3. For the hypothesis, H0: µ1 ≤ µ2, a random sample of 10 observations is selected from the first normal population and 8 from the second normal population. What is the number of degrees of freedom?
A) 18
B) 17
C) 16
D) 9
4. For the hypothesis, H0: µ1 ≤ µ2 (.01 significance level), a random sample of 10 observations is selected from the first normal population and 8 from the second normal population. Population standard deviations are unknown. What is/are the critical value(s)?
A) 2.583
B) -2.921, 2.921
C) -2.583, 2.583
D) -2.583
5. When testing a hypothesis of the means for two independent populations (population standard deviations unknown), what should be true?
A) At least one standard deviation is larger than 10.
B) Both populations are normally distributed.
C) The samples sizes selected from each population must be equal.
D) Both B and C.
6. To conduct a test of means for two independent populations, which of the following is required?
A) The z-statistic is the test statistic.
B) The t-statistic is the test statistic.
C) At least one standard deviation is larger than 10.
D) Sampling from the two populations must be random.
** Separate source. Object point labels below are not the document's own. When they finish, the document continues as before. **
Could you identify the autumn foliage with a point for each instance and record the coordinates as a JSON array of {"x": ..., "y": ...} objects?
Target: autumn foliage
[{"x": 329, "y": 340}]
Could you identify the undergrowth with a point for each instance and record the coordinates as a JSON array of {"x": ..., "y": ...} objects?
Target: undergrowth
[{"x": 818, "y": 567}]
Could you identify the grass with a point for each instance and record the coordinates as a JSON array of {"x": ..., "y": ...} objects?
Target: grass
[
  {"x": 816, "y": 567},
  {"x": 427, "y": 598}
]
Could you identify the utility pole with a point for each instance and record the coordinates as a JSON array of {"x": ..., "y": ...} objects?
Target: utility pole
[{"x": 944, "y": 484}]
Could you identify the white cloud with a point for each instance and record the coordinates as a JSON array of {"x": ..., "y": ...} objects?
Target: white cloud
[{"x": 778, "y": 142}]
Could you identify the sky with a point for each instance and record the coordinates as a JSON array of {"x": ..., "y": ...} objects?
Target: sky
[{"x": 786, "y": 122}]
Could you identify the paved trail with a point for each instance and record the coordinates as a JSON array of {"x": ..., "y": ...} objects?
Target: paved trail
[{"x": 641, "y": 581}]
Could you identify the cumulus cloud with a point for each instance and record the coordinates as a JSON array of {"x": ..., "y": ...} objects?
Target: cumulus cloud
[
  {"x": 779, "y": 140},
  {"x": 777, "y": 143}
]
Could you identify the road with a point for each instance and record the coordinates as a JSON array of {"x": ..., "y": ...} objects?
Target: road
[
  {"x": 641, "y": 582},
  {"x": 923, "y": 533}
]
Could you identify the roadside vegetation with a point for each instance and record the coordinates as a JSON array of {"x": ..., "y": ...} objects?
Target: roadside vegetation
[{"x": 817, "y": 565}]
7. Another way to state the null hypothesis, H0: µ1 = µ2, is:
A) H0: µ1 ≤ µ2
B) H0: µ1 - µ2 = 0
C) H0: µ1 ≥ µ2
D) H0: µ1 - µ2 ≠ 0
8. To conduct a test of hypothesis for dependent populations, we assume that:
A) the distribution of the difference between the sampled paired observations follows the normal distribution.
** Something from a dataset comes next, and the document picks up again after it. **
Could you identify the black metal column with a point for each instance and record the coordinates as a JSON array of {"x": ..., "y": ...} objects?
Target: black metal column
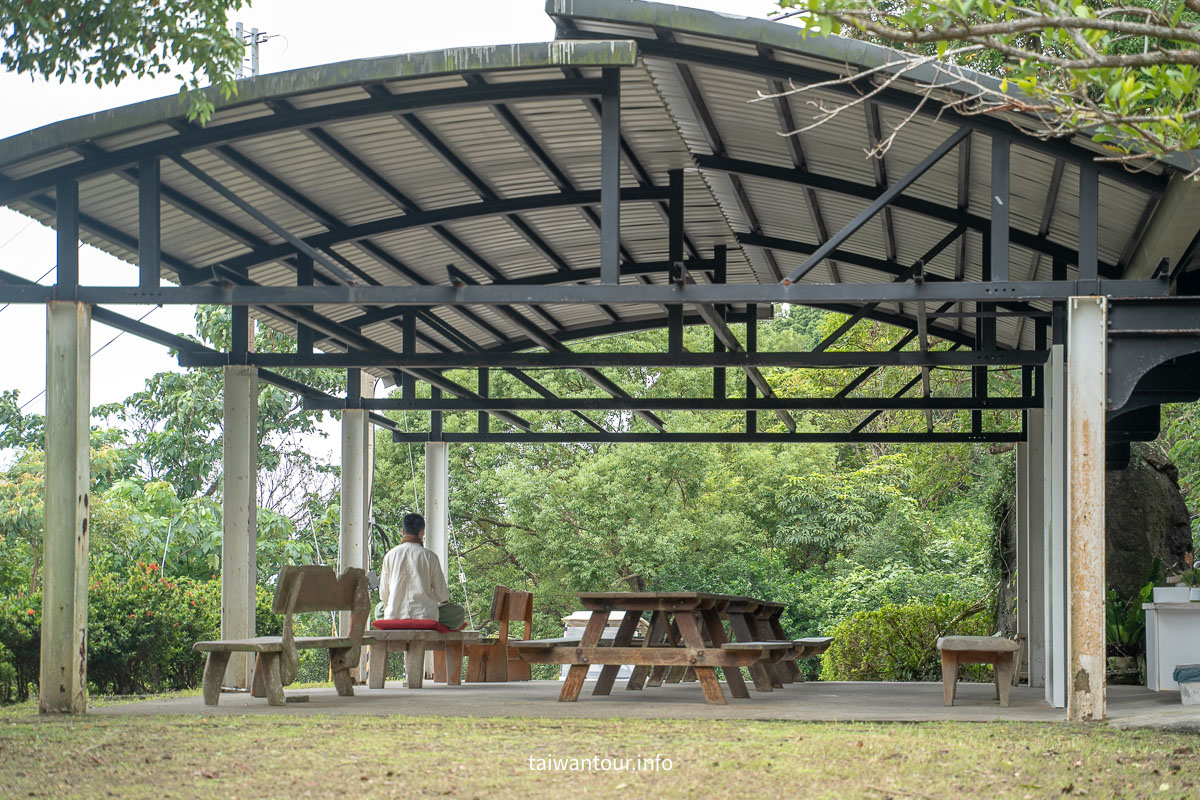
[{"x": 610, "y": 176}]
B) both samples are at least 30.
C) the samples are unrelated.
D) at least one standard deviation is larger than 10.
9. When conducting a test of hypothesis for dependent samples,
A) the sample size should be at least 30 pairs of observations.
B) the significance level is more than .05.
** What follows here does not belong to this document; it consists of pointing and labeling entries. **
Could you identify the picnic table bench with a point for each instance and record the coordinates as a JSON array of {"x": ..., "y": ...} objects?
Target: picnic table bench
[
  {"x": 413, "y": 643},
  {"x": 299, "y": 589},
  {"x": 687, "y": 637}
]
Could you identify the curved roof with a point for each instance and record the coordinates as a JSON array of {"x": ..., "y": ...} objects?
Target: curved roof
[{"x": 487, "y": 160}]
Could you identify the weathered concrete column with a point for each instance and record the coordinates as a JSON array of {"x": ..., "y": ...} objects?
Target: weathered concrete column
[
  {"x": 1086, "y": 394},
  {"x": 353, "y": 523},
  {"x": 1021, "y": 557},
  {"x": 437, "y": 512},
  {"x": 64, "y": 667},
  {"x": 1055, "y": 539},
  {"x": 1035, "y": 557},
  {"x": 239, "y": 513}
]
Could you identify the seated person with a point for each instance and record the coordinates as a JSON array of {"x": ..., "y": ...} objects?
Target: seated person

C) the p-value is more than .10.
D) None of the above.
10. Which of the following is necessary to determine a p-value?
A) Knowledge of whether the test is one-tailed or two-tailed
B) The value of the test statistic
C) The level of significance
D) Both A and B
11. To test H0: µ1 = µ2 using a significance level of 0.05, a z-test statistic of 2.06 was computed. Based on the p-value,
A) Accept the null hypothesis.
B) Fail to reject the null hypothesis.
C) Reject the null hypothesis.
D) Reject the alternative hypothesis.
12. To test H0: µ1 ≤ µ2 using a significance level of 0.05, a z-statistic of 1.55 was computed. Based on a p-value,
A) The null hypothesis is accepted.
B) Fail to reject the null hypothesis.
C) Reject the null hypothesis.
D) Reject the alternative hypothesis.
13. A company is interested in knowing the effects of a computer training program. The company randomly selected 25 employees and measured their computer skills before and after the training program. To test the hypothesis, H0: µ1 = µ2, populations are:
A) independent.
B) dependent.
C) unrelated.
D) equal.
14. A company is interested in investigating the effects of a computer training program. The company randomly selected 25 employees and measured their computer skills before and after the training program. To test the hypothesis, H0: µ1 = µ2, the test statistic is the:
A) z distribution.
B) t distribution with 49 degrees of freedom.
C) t distribution with 23 degrees of freedom.
D) t distribution with 50 degrees of freedom.